360 Wednesday. 13th. CFA

1834-08-13

Wednesday. 13th. CFA
Wednesday. 13th.
Medford

My child is this day three years old. May God bless her and preserve her. I returned to town after breakfast.

The Community seemed to be in great agitation and alarm, nothing else being talked about but the outrage. Yet no clue seems to have been afforded to solve the mystery. The prejudices against the Institution appear to be very general in the County and the act to have resulted from the coarse prejudices of the ignorant and little principled. These repeated outrages in our Country are alarming indications of our condition. The idea that justice must be done by direct violence is becoming familiar to all and the lower part of the population are the persons who think themselves perfectly fitted to administer it. Soon there will be no toleration of any expression of opinion contrary to the popular one. This is the freedom of America. Heavens! what a thought—That man can not be trusted with power. I am afraid it is so.
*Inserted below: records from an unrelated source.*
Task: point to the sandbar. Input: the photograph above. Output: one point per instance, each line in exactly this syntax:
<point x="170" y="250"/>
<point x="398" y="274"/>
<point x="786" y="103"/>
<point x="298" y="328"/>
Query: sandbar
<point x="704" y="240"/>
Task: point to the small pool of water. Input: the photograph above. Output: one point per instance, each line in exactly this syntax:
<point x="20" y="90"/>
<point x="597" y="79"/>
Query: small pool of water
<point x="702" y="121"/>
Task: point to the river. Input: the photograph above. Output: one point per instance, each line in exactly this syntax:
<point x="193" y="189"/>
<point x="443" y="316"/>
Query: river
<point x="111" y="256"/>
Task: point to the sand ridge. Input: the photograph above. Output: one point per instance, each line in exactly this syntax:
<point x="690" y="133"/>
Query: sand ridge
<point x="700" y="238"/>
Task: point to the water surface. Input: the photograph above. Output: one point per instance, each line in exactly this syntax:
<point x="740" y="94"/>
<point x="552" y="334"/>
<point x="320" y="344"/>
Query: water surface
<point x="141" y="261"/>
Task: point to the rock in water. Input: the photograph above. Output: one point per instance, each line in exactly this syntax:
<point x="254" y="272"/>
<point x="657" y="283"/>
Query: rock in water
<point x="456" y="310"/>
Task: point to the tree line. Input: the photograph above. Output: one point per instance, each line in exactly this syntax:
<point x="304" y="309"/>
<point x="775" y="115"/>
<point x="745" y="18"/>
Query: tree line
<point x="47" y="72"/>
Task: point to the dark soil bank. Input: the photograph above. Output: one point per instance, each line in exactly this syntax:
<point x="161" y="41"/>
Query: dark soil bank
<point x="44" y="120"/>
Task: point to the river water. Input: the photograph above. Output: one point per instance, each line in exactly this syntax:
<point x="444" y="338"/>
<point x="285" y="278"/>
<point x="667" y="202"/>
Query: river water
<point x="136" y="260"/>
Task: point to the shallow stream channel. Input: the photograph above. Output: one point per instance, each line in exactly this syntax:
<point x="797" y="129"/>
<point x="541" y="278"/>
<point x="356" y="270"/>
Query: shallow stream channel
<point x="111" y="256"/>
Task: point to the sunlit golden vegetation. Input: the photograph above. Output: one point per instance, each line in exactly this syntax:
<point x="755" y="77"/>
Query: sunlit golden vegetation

Much engaged in Commissions. To Medford to dine. Afternoon. Company, Commodore Hull, Mr. Goldsborough of the Navy board and a Mr. Cumming from Georgia.1 The two former I knew in Washington. Quiet evening, read the third volume of Puckler Muskau. Amusing enough.

1.

On Commodore Isaac Hull, see vol. 2:130. C. W. Goldsborough was secretary of the Navy Board ( Mass. Register, 1833, p. 212). Mr. Cumming of Georgia may have been the Col. William Cumming, partisan of W. H. Crawford, who fought a duel with George McDuffie, Calhoun’s protégé, in 1822 (JQA, Memoirs , 6:76; DAB , under McDuffie), or perhaps Alfred Cumming, later the territorial governor of Utah ( DAB ).